Paul erhielt Kraken-Denkmal
Als die WM vorbei ist, ebbt Pauls Popularität nicht ab. Die Pressestelle der Stadt muss noch immer seltsame Fragen zum Seelenleben eines Meeresbewohners beantworten. Die Mannschaft von Weltmeister Spanien hält vor Hunderttausenden bei der Jubelfeier in Madrid ein T-Shirt mit der Knaller-Krake in die Luft und will Paul gar für eine Ablösesumme erwerben. Asiatische Zeitungen melden parallel von einem starken Anstieg der Tintenfisch-Gerichte in chinesischen Restaurants. Grund: Paul aus Ober-Oktopus-Hausen.
Doch das Weichtier verspeist im Oktober 2010 selbst seine letzte Miesmuschel. Paul erhält nach seinem Tod im Sea Life ein Kraken-Denkmal. Nachfolgende Elefanten, Schildkröten, Kühe und Meerschweinchen können an seine hellseherischen Erfolge nicht mehr anknüpfen. Auch das Sea Life scheitert mit Nachfolge-Kraken und einem tippenden Schwanzlurch. Paul kann keiner das Wasser reichen, die große Zeit der Tierorakel ist vorbei.
Oktopus-Artikel in der New York Times
Paul ist immer noch unvergessen: Vier Jahre nach der WM in Südafrika, jetzt in Brasilien, ist die Oberhausener Krake plötzlich wieder da. Der französische Nationalspieler Paul Pogba erhält bei seinem Verein Juventus Turin den Spitznamen „Krake Paul“, was dem Oberhausener Weichtier prompt einen Artikel in der New York Times einbringt.
Die Internet-Suchmaschine „Google“ widmet Paul eine Titelseite und zeigt ihn mit Heiligenschein über den Wolken schwebend beim Orakeln. Das Kraken-Comeback des Jahres!
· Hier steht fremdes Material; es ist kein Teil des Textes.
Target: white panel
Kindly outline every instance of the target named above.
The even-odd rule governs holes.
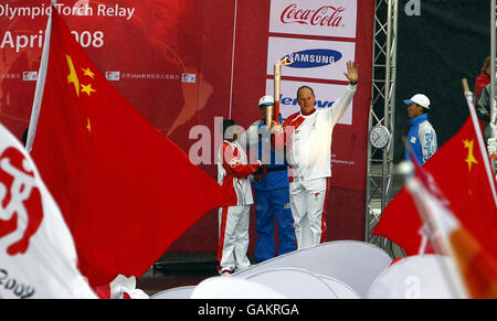
[[[356,60],[356,43],[271,36],[267,50],[267,75],[274,64],[293,61],[282,67],[282,76],[348,82],[347,62]]]

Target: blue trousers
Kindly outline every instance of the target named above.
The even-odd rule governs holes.
[[[255,196],[255,259],[263,261],[276,255],[274,222],[278,226],[278,255],[295,250],[294,218],[288,189],[262,191],[254,189]]]

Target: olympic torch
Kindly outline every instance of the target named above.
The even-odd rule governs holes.
[[[279,92],[282,88],[282,64],[277,62],[274,65],[274,109],[273,119],[279,122]]]

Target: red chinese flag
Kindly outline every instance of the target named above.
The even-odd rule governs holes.
[[[465,228],[497,258],[495,178],[486,171],[470,117],[423,168],[432,173]],[[421,227],[412,196],[404,186],[385,207],[373,234],[395,242],[406,255],[415,255],[421,244]]]
[[[32,157],[92,286],[141,276],[230,200],[105,79],[56,10]]]

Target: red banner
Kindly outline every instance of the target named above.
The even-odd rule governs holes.
[[[19,138],[29,126],[50,2],[0,3],[0,121]],[[274,57],[315,60],[304,54],[319,49],[334,57],[322,66],[283,68],[283,115],[296,108],[297,83],[316,84],[317,107],[329,106],[327,88],[345,85],[334,76],[345,72],[340,64],[358,62],[351,113],[334,133],[327,238],[363,238],[373,0],[66,0],[55,10],[119,93],[212,176],[219,119],[246,128],[260,117],[258,98],[273,94]],[[209,146],[195,149],[201,140]],[[214,252],[216,221],[215,211],[205,215],[170,250]]]

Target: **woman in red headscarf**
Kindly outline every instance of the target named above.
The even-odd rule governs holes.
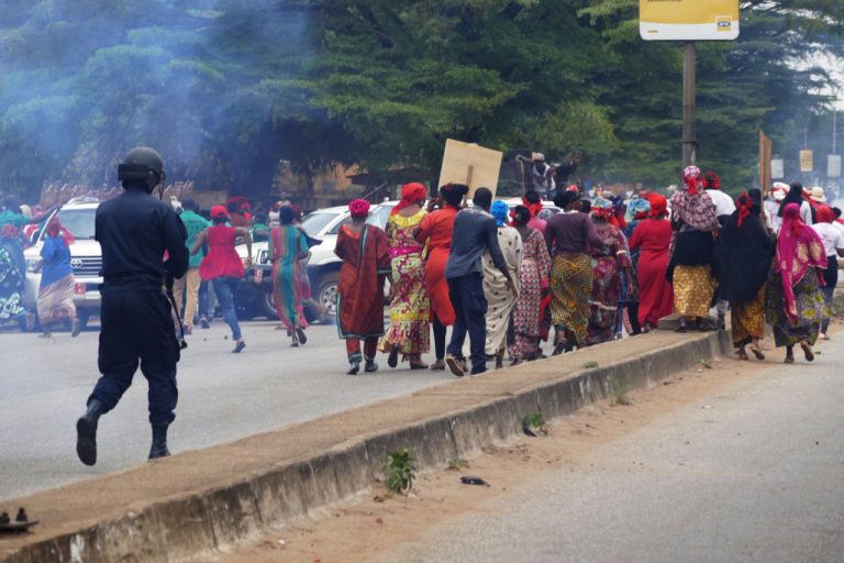
[[[401,188],[401,201],[392,208],[387,222],[390,245],[392,285],[390,286],[390,325],[380,343],[381,352],[389,353],[387,365],[398,365],[399,353],[410,360],[411,369],[427,369],[422,354],[430,349],[429,317],[431,305],[425,289],[425,269],[422,246],[413,233],[427,211],[424,209],[427,188],[422,184],[408,184]]]
[[[70,249],[74,236],[62,227],[58,214],[47,221],[41,260],[44,267],[38,285],[38,320],[43,336],[49,336],[54,323],[70,321],[71,336],[78,336],[81,324],[76,318],[74,294],[76,283],[74,268],[70,266]]]
[[[818,233],[801,220],[797,203],[788,203],[782,210],[774,266],[766,307],[774,341],[777,347],[786,346],[787,364],[795,362],[797,345],[811,362],[821,321],[829,314],[821,294],[826,253]]]
[[[674,284],[674,308],[680,317],[678,332],[687,321],[700,330],[718,327],[709,319],[715,279],[712,277],[713,233],[720,224],[712,198],[703,191],[700,168],[682,172],[682,186],[671,195],[671,225],[675,230],[669,276]]]
[[[469,187],[463,184],[446,184],[440,188],[437,209],[422,219],[414,235],[417,241],[426,245],[425,289],[431,302],[431,320],[434,329],[434,353],[436,361],[431,369],[445,369],[445,330],[454,324],[455,313],[448,296],[445,280],[445,265],[452,249],[454,218],[460,210],[463,198]]]
[[[369,202],[355,199],[348,205],[352,224],[344,224],[337,234],[334,254],[343,261],[337,286],[337,332],[346,341],[346,354],[352,368],[375,372],[378,338],[384,335],[384,280],[390,273],[387,236],[373,224],[366,224]],[[360,341],[364,355],[360,355]]]
[[[636,227],[630,239],[630,250],[640,251],[638,322],[644,332],[657,328],[659,319],[674,311],[674,289],[665,277],[673,232],[667,220],[668,200],[659,194],[648,194],[647,199],[651,217]]]

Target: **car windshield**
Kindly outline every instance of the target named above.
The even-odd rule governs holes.
[[[371,213],[369,213],[369,219],[367,219],[366,222],[374,224],[379,229],[386,229],[387,221],[390,220],[390,211],[392,211],[392,206],[379,206],[375,208]]]
[[[62,227],[68,230],[78,241],[92,241],[95,230],[96,208],[90,209],[60,209],[58,218]]]
[[[326,212],[326,211],[316,211],[313,213],[308,213],[302,219],[302,229],[304,229],[304,232],[307,232],[310,236],[316,236],[320,231],[322,231],[326,224],[332,222],[334,218],[337,217],[336,212]]]

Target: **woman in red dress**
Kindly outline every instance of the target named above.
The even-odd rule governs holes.
[[[674,288],[666,279],[671,222],[668,201],[658,194],[648,196],[651,219],[642,221],[630,239],[630,250],[638,255],[638,322],[644,332],[655,329],[659,319],[674,311]]]
[[[248,256],[252,256],[252,236],[249,230],[244,227],[229,227],[229,212],[223,206],[215,206],[211,209],[212,227],[209,227],[197,235],[197,242],[190,250],[191,254],[197,254],[206,242],[208,242],[208,254],[202,258],[199,265],[199,277],[203,282],[211,282],[214,294],[220,300],[220,307],[223,309],[223,319],[232,329],[232,339],[235,341],[233,353],[240,354],[246,342],[241,333],[241,325],[237,323],[237,313],[234,310],[234,295],[237,291],[237,285],[244,275],[244,263],[234,249],[238,236],[246,240],[246,250]],[[249,267],[252,261],[246,258],[246,266]]]
[[[392,269],[387,235],[375,225],[366,224],[369,202],[355,199],[348,205],[352,224],[344,224],[334,247],[342,261],[337,286],[337,333],[346,341],[346,354],[352,365],[348,375],[360,371],[375,372],[378,339],[384,336],[384,282]],[[364,355],[360,356],[360,341]]]
[[[420,244],[427,245],[425,261],[425,287],[431,301],[431,319],[434,325],[434,352],[436,362],[431,369],[445,369],[445,328],[454,324],[455,314],[448,297],[448,284],[445,282],[445,264],[452,249],[454,218],[460,210],[464,196],[469,187],[463,184],[447,184],[440,188],[438,211],[429,213],[414,236]]]

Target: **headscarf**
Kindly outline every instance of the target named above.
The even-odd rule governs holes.
[[[820,206],[818,208],[818,222],[819,223],[834,223],[835,211],[830,206]]]
[[[697,166],[687,166],[686,169],[682,170],[682,189],[693,196],[698,192],[699,185],[700,168]]]
[[[54,239],[59,234],[62,234],[63,236],[59,236],[59,239],[62,239],[65,242],[65,244],[67,244],[68,246],[70,244],[74,244],[74,242],[76,241],[76,239],[74,239],[74,235],[70,234],[70,231],[62,227],[62,221],[58,219],[57,214],[54,214],[53,217],[49,218],[49,221],[47,221],[46,230],[47,230],[47,234]]]
[[[675,219],[698,231],[710,232],[719,228],[712,198],[698,189],[700,168],[689,166],[682,170],[682,188],[671,195],[671,212]]]
[[[651,219],[658,219],[668,212],[668,200],[659,194],[648,194],[647,200],[651,202]]]
[[[225,219],[229,218],[229,210],[225,206],[214,206],[211,208],[211,219]]]
[[[504,223],[507,223],[507,216],[509,212],[510,208],[507,207],[507,203],[500,199],[495,200],[492,206],[489,208],[489,214],[496,218],[496,223],[498,223],[498,227],[503,227]]]
[[[592,218],[609,221],[612,219],[612,201],[604,198],[597,198],[592,201]]]
[[[410,206],[414,206],[427,197],[427,188],[419,183],[406,184],[401,188],[401,200],[390,211],[391,216],[395,216],[399,211]]]
[[[736,227],[741,229],[744,227],[744,220],[751,217],[751,210],[753,209],[753,200],[747,194],[742,194],[735,198]]]
[[[624,213],[624,219],[631,223],[633,221],[641,221],[651,217],[651,202],[645,198],[633,198],[628,203],[628,210]]]
[[[709,170],[703,176],[703,187],[706,189],[721,189],[721,178],[714,172]]]
[[[817,267],[819,284],[823,285],[826,268],[826,253],[823,241],[800,219],[800,206],[788,203],[782,211],[782,229],[777,239],[776,269],[782,277],[782,294],[786,300],[786,314],[791,322],[797,322],[797,299],[795,286],[803,279],[810,267]]]
[[[531,212],[531,217],[536,217],[542,211],[542,198],[535,191],[522,196],[522,203]]]
[[[443,196],[446,205],[454,209],[459,209],[463,202],[464,196],[469,192],[469,187],[465,184],[446,184],[440,188],[440,194]]]
[[[536,213],[536,219],[542,219],[543,221],[547,221],[555,214],[557,214],[557,212],[554,211],[553,209],[543,209],[542,211]]]
[[[369,216],[369,202],[365,199],[353,199],[348,203],[353,219],[366,219]]]
[[[2,231],[0,231],[0,238],[2,239],[14,240],[14,239],[18,239],[20,235],[21,235],[21,232],[13,224],[5,224],[3,225]]]
[[[734,305],[756,299],[770,274],[775,245],[760,213],[754,194],[742,194],[715,240],[712,266],[719,295]]]

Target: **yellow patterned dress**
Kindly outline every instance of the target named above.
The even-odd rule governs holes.
[[[381,339],[379,349],[390,352],[399,347],[406,356],[424,354],[431,347],[429,320],[431,303],[425,289],[425,267],[422,260],[424,247],[413,238],[425,210],[412,217],[399,213],[390,216],[387,239],[392,267],[390,325]]]
[[[680,317],[707,317],[714,292],[711,265],[674,268],[674,310]]]
[[[592,263],[588,254],[554,256],[551,266],[551,322],[554,327],[571,331],[581,346],[586,344],[589,331],[592,282]]]

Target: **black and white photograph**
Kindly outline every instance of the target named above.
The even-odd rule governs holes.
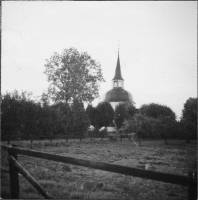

Paul kann zwar das Finale am morgigen Sonntag nicht tippen. Deutschland gegen Argentinien, diese Paarung gab es jedoch bereits 2010 im WM-Viertelfinale. Paul entschied sich damals für die Löw-Elf – und diese siegte. Wiederholung ohne Wasser? Wer möchte einem legendären Langfinger schon widersprechen.